The Center for Voice Intelligence and Security (CVIS) engages in developing,
deploying and securing technologies that tap into
the information-bearing capacity of human voice. It also engages in educational activities, including short-term courses for visitors, regular courses and training programs.
CVIS has expanded into five areas of research: Basic sciences for exploring human voice, Voice intelligence, Voice security, Multimedia in embodied AI systems and Quantum computing for all of the above.
Sponsors and Supporting Organizations
Voice Intelligence
The human voice carries an immense amount of information. Inherently, it carries information about the speaker. Further information -- both about the speaker, and the world as perceived and understood by the speaker -- is superimposed on it using language. Voice Intelligence is simply the process of distilling all of this information for use by machines -- largely computing machines with intelligence of their own.
Thus voice intelligence would involve technologies that range from discerning the speaker's physical, physiological, psychological and other aspects from voice (the science of profiling humans from their voice), to understanding the content of human vocalizations and speech in various contexts.
There are myriad applications of voice intelligence technologies. Information derived from voice can be used to enable healthcare applications, security applications, personal convenience applications, communication enhancement for retail, entertainment, interactive robotics, and much more, including manufacturing control. Our projects cover some of these application areas, and we invite collaborations on starting new ones with our group at CVIS. More information about these, including who to contact, can be found on this website .
Voice Security
Technologies for voice security focus on protecting information in voice data and securing voice communications.
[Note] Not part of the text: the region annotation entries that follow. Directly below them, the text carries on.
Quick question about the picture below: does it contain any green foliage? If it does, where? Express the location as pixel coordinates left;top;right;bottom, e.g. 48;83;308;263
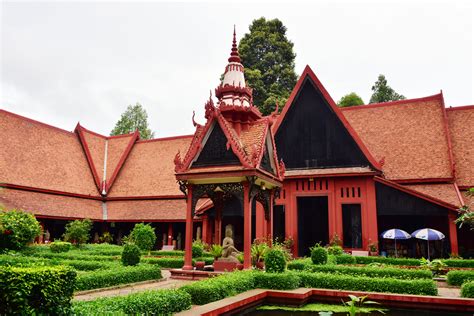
334;254;356;264
447;270;474;286
110;102;154;139
72;290;191;316
0;267;76;315
239;17;297;115
311;244;328;264
297;272;438;295
461;281;474;298
76;264;162;291
122;244;141;266
64;219;92;245
181;271;255;305
49;241;71;252
265;246;286;273
306;265;433;280
254;272;300;290
369;75;406;103
129;223;156;251
337;92;364;108
192;240;204;258
0;210;41;251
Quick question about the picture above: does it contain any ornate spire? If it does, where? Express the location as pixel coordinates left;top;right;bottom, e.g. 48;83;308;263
228;24;240;63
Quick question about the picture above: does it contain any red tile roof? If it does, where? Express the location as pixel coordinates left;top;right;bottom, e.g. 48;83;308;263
447;105;474;187
108;136;192;197
343;94;453;180
0;188;102;220
404;183;463;207
0;110;98;196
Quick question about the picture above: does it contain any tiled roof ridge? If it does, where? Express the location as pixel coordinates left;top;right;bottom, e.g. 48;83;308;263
0;109;74;136
340;92;443;111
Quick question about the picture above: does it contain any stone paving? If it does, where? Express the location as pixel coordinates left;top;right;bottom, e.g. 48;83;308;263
73;270;194;301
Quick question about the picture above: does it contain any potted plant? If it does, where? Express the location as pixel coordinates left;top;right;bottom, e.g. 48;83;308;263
369;240;378;256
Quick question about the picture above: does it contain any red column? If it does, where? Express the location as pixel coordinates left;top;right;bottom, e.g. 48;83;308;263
168;223;173;246
243;182;252;269
183;184;193;270
448;211;459;255
202;215;209;244
255;202;266;239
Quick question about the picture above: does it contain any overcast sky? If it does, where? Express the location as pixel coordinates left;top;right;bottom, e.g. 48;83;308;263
0;0;474;137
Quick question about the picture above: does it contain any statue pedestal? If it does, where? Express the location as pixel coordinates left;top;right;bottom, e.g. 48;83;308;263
214;260;237;272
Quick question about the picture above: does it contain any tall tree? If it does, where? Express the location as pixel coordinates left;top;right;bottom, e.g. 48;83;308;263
369;75;406;103
337;92;364;108
239;17;298;114
110;103;154;139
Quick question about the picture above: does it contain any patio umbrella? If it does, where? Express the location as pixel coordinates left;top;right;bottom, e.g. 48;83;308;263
380;228;411;257
411;228;445;260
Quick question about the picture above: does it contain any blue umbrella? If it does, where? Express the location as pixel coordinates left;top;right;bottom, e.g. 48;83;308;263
411;228;446;260
380;228;411;257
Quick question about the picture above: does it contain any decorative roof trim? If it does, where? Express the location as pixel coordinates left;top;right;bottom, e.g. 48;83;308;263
273;65;382;171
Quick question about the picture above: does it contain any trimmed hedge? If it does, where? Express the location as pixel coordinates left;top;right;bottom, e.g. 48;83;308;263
76;265;162;291
72;290;191;315
306;265;433;280
297;272;438;295
447;270;474;286
461;281;474;298
254;273;301;290
181;271;255;305
0;267;76;315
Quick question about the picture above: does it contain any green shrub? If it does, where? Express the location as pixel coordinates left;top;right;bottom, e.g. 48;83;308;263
76;265;162;291
192;241;204;258
461;281;474;298
297;272;438;295
0;267;76;315
72;290;191;315
129;223;156;251
254;272;300;290
64;218;92;245
334;254;356;264
311;244;328;264
447;270;474;286
287;258;313;270
264;246;286;273
122;244;141;266
306;265;433;280
0;210;41;251
181;271;255;305
49;241;71;252
442;259;474;268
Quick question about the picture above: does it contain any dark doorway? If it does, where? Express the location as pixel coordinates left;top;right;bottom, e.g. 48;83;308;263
297;196;329;257
273;205;285;242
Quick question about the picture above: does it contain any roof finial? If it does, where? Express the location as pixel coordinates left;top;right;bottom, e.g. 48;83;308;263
228;24;240;63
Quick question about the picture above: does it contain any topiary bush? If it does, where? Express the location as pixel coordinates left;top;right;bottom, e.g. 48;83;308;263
49;241;72;253
461;281;474;298
0;266;76;315
122;244;141;266
311;244;328;264
264;246;286;273
63;218;92;246
128;223;156;252
0;210;41;251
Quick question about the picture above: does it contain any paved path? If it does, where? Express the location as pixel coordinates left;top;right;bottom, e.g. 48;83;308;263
73;270;194;301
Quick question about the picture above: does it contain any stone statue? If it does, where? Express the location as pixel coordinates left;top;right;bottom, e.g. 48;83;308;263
222;224;240;263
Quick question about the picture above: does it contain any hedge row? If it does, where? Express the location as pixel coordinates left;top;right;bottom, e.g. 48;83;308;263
306;265;433;280
0;267;76;315
297;272;438;295
461;281;474;298
72;290;191;315
76;264;162;291
447;270;474;286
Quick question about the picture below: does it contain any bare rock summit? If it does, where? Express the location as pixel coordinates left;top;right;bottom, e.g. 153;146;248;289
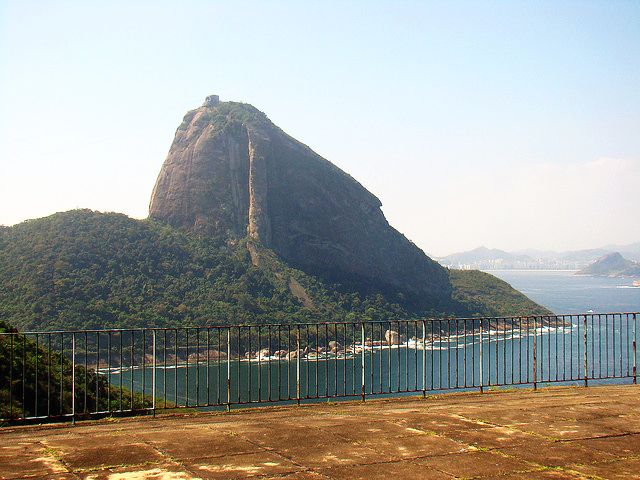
149;95;451;308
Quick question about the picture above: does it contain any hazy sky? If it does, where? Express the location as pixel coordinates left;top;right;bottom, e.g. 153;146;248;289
0;0;640;255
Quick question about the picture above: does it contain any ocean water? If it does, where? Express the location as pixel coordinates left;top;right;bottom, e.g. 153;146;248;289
487;270;640;315
110;270;640;408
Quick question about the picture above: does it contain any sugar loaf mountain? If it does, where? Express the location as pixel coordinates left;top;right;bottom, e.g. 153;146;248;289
0;96;549;329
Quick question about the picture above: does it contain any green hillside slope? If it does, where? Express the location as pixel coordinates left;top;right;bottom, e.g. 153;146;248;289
0;210;544;330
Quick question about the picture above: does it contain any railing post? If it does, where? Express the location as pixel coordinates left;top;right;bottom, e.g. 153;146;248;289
360;322;366;402
152;330;157;417
71;332;75;424
582;315;589;387
227;327;231;412
296;325;300;405
480;319;484;393
420;320;427;398
527;317;538;390
633;313;638;385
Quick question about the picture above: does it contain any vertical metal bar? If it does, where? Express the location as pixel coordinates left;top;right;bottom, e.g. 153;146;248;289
267;325;271;401
278;324;282;400
360;322;365;402
118;330;123;411
633;313;638;385
324;323;329;398
142;329;146;409
83;332;89;413
478;318;484;393
227;327;231;412
9;332;12;418
465;320;476;387
502;318;507;385
33;333;38;417
216;327;221;405
256;325;262;402
22;334;29;418
296;325;302;405
207;327;211;405
248;326;253;403
487;318;491;386
95;332;100;415
72;332;76;423
184;328;189;407
107;330;111;412
173;328;178;406
618;314;622;377
129;330;135;410
455;319;460;388
583;315;589;387
48;334;52;417
60;333;64;415
533;317;538;390
422;320;427;398
385;323;393;393
151;330;157;415
196;327;200;407
611;313;616;378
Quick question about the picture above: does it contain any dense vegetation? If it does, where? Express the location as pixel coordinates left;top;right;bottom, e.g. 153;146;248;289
0;210;547;330
449;270;551;317
0;321;152;418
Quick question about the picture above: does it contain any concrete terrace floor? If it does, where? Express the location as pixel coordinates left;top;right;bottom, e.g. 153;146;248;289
0;385;640;480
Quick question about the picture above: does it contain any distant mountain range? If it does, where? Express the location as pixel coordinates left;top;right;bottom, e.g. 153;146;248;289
436;242;640;270
577;252;640;277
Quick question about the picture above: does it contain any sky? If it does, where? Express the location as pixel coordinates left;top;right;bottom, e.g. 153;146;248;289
0;0;640;256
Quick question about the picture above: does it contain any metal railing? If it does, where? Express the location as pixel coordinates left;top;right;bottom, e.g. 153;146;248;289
0;313;640;421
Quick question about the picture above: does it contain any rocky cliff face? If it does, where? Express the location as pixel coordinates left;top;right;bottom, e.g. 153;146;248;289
149;96;451;307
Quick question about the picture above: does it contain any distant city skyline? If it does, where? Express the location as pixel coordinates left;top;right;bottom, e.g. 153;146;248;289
0;1;640;256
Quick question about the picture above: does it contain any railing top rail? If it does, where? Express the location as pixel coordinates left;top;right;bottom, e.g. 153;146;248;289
0;312;640;336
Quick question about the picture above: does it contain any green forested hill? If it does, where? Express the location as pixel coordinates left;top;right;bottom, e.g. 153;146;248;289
0;210;547;330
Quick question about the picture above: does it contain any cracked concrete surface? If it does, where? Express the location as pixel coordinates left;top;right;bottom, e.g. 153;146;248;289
0;385;640;480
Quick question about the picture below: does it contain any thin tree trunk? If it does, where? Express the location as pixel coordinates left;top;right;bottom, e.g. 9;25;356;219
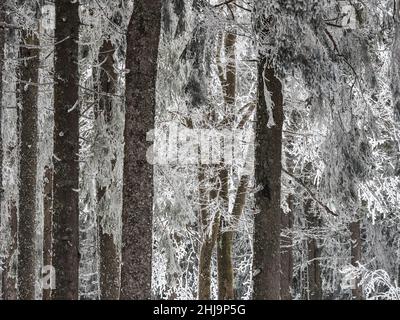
0;0;6;205
43;166;53;300
350;221;363;300
304;199;322;300
52;0;80;299
198;166;221;300
0;1;6;298
95;40;120;300
2;200;18;300
281;194;294;300
18;31;39;300
121;0;161;299
217;32;236;300
253;58;283;300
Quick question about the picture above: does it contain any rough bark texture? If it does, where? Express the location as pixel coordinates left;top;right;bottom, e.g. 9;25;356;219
304;199;322;300
350;221;363;300
281;194;293;300
52;0;80;299
0;1;6;298
2;200;18;300
95;40;120;300
18;31;39;300
253;58;283;300
43;166;53;300
198;166;221;300
0;1;6;208
121;0;161;299
217;32;236;300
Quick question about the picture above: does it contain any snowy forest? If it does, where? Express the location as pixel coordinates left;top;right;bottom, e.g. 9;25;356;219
0;0;400;300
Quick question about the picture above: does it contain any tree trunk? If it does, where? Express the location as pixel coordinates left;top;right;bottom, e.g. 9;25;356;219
350;221;363;300
18;31;39;300
253;58;283;300
198;166;221;300
304;199;322;300
43;166;53;300
95;40;120;300
52;0;80;299
0;1;6;299
121;0;161;299
0;0;6;205
281;194;293;300
217;32;236;300
2;200;18;300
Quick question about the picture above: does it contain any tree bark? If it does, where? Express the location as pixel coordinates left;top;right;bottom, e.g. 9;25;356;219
281;194;293;300
350;221;363;300
0;1;6;298
2;200;18;300
217;32;236;300
121;0;161;299
43;166;53;300
95;40;120;300
253;57;283;300
18;31;39;300
304;199;322;300
52;0;80;299
198;166;221;300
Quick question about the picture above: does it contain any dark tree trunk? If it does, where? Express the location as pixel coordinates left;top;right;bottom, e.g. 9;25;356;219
43;166;53;300
95;40;120;300
18;31;39;300
281;194;293;300
2;200;18;300
0;0;6;206
52;0;80;299
217;33;236;300
0;1;6;298
253;58;283;300
304;199;322;300
350;221;363;300
198;166;221;300
121;0;161;299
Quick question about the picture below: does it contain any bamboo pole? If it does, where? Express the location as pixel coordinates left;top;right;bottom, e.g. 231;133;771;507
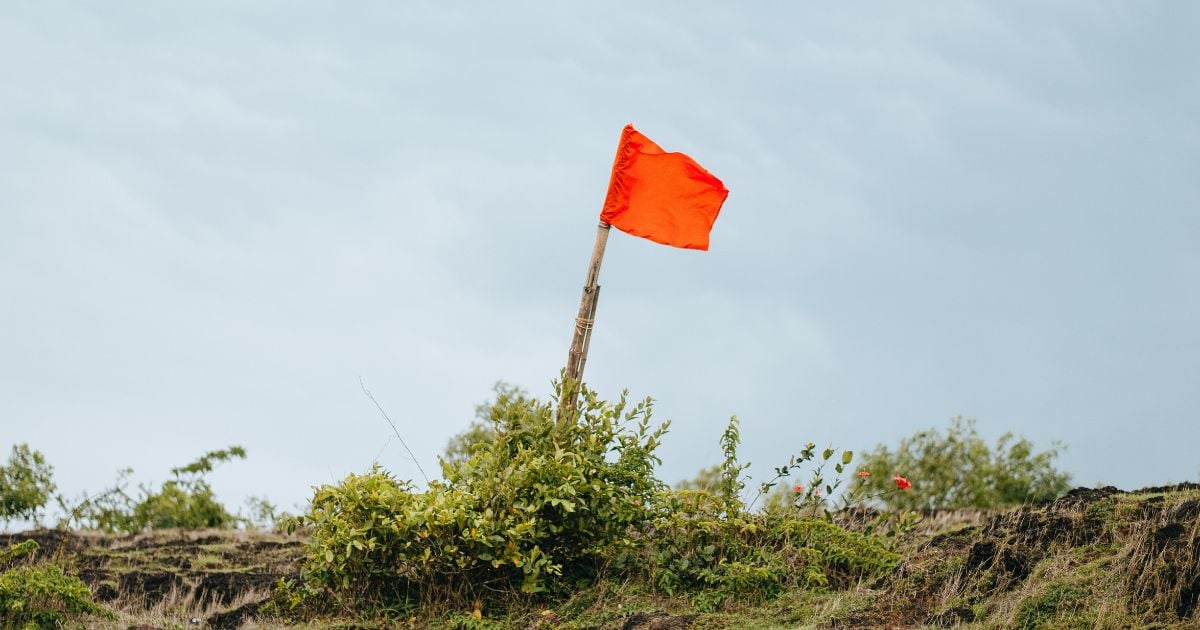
558;221;610;421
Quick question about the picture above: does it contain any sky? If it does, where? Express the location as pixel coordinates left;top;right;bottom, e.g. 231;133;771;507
0;0;1200;518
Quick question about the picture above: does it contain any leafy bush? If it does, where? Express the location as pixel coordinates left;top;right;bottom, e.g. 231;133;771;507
59;446;246;534
442;380;529;464
0;444;55;522
864;416;1070;510
0;540;115;629
631;418;900;610
290;391;666;608
290;389;899;616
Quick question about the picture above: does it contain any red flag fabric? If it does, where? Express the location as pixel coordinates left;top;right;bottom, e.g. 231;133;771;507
600;125;730;250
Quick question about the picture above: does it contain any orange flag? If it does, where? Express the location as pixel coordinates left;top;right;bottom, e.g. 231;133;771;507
600;125;730;250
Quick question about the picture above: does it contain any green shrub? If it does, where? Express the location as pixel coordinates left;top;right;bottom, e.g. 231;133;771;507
290;391;666;608
0;540;115;629
292;388;899;618
0;444;54;522
863;418;1070;510
59;446;246;534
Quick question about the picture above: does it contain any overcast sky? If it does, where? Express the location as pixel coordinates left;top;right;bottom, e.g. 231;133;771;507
0;0;1200;518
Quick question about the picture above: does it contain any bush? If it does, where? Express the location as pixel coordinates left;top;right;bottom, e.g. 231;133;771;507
286;389;899;616
59;446;246;534
0;540;115;629
296;391;666;610
864;416;1070;510
0;444;55;523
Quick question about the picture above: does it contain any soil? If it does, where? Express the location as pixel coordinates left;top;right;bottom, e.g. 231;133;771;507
0;484;1200;630
0;529;304;629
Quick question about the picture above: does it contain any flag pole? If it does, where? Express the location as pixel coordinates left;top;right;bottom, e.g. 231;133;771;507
558;221;608;422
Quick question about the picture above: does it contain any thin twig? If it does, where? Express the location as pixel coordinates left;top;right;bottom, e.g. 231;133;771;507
359;377;430;486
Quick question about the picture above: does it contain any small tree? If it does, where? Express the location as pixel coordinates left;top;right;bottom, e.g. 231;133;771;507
0;444;55;523
863;416;1070;510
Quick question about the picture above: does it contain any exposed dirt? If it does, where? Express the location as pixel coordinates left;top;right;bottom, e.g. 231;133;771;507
834;484;1200;628
0;529;304;629
0;484;1200;630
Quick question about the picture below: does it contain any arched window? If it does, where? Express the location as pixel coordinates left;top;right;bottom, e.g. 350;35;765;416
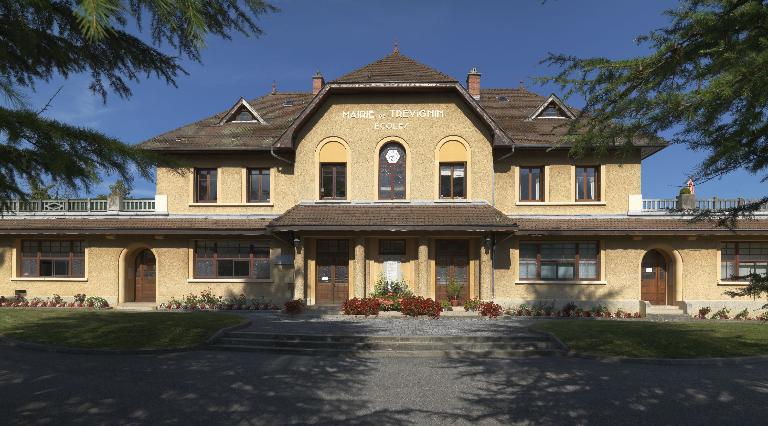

Research areas under voice security include voice encryption, voice steganography, voice transformation, voice synthesis, privacy preserving voice processing, anti-surveillance technologies and many more. Different subsets of these are used by different applications to protect the integrity, confidentiality, and availability of voice data within them.
As voice interfaces become more prevalent in devices ranging from smartphones to smart home devices, the importance of voice security continues to grow. There is a growing need for standards, guidelines, and laws relating to voice security, to protect individuals' privacy and ensure the responsible use of these technologies. We include specific technologies for these under Voice security as well.
You can learn more about CVIS projects related to voice security from this website .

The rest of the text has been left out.